La tarea fue lenta al inicio. Reclutar individuos, hablarles, sembrar una chispa. Pero las personas, como palabras luminosas en un poema, van sumando compañía, y de pronto una idea que parecía marginal se transforma en un movimiento. Yo no hacía más que hablar, siempre con las manos detrás de la espalda. Había aprendido que no se empuja a la gente sin propósito: se la conduce ofreciéndole un mito más poderoso que aquel en el que cree.

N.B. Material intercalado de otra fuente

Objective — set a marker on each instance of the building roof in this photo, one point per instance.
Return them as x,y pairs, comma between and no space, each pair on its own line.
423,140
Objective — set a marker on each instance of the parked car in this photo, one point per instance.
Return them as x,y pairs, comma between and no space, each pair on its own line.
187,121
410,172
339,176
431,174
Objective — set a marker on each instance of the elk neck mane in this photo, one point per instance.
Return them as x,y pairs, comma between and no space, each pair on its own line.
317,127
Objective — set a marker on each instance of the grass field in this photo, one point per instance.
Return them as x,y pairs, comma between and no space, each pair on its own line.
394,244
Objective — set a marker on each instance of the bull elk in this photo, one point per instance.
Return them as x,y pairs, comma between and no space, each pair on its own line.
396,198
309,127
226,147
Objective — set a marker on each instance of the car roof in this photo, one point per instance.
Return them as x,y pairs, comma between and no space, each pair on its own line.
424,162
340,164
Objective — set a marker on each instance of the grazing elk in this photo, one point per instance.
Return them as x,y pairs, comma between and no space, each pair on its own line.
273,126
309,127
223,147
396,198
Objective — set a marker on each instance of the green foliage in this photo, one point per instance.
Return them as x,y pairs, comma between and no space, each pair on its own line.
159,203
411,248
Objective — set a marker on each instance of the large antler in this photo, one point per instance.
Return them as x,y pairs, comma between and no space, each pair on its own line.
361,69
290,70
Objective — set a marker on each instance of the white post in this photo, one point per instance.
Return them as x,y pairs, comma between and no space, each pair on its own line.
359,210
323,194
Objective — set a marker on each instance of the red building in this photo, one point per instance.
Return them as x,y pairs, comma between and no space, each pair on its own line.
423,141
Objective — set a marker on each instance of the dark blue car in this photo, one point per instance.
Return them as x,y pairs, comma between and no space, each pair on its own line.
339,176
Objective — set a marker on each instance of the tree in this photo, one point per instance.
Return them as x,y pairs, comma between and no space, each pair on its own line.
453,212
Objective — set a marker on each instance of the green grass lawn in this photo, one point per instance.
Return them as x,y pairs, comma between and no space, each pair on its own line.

La resistencia más sólida vino de los Hijos de Prometeo, herederos degradados de una antigua misión altruista. Su poder residía en el “programa”, en el calendario de visitas a mundos-colonia, en el ritual de repartir vendajes y luz. Para ellos, la programación era identidad; romperla equivalía a disolverse. Con dos de sus líderes, uno suspicaz y una mujer de mirada oscura y curiosa, hablé de otro secreto: la Tierra no había sido destruida. Tal vez nunca lo estuvo. Tal vez habíamos sido engañados para evitar responsabilidades incómodas. La idea los perturbó.

Si un Rendezvous se produjera, sugerí, alguien podría volver y comprobar si nuestro mundo natal es solo una ceniza. ¿Valdría la pena abandonar el calendario para encontrarnos a nosotros mismos? ¿Para reclamar poder? “Cuando siete Naves se reúnan, habrá revelaciones que aprovechar”, les dije. La mujer, entusiasmada, confesó su sueño de viajar al corazón de la galaxia y saber qué compañía tenemos. Era la añoranza de los Navegantes, un impulso ancestral.

No movía ya a las personas por puro deleite, aunque todavía me daba placer. Había descubierto que los mitos sin dueño son fáciles de reemplazar; los verdaderos creyentes exigen uno mejor. Así, mientras el viejo juego del Saluji renacía como excusa, yo trabajaba para ofrecer un relato que justificara romper inercias, calendarios y obediencias.

Importa entender que en este relato no se habla solo de un torneo ni de una reunión de ancianos jugadores. Se habla de la construcción deliberada de un mito como herramienta de acción colectiva, de cómo un individuo puede catalizar deseos dispersos y convertirlos en voluntad organizada. Se habla de la tensión entre rutina y descubrimiento, entre la seguridad del calendario y la incertidumbre de elegir destino. Y, sobre todo, se muestra que el poder real no reside en imponer, sino en ofrecer un horizonte tan amplio que otros lo elijan por sí mismos.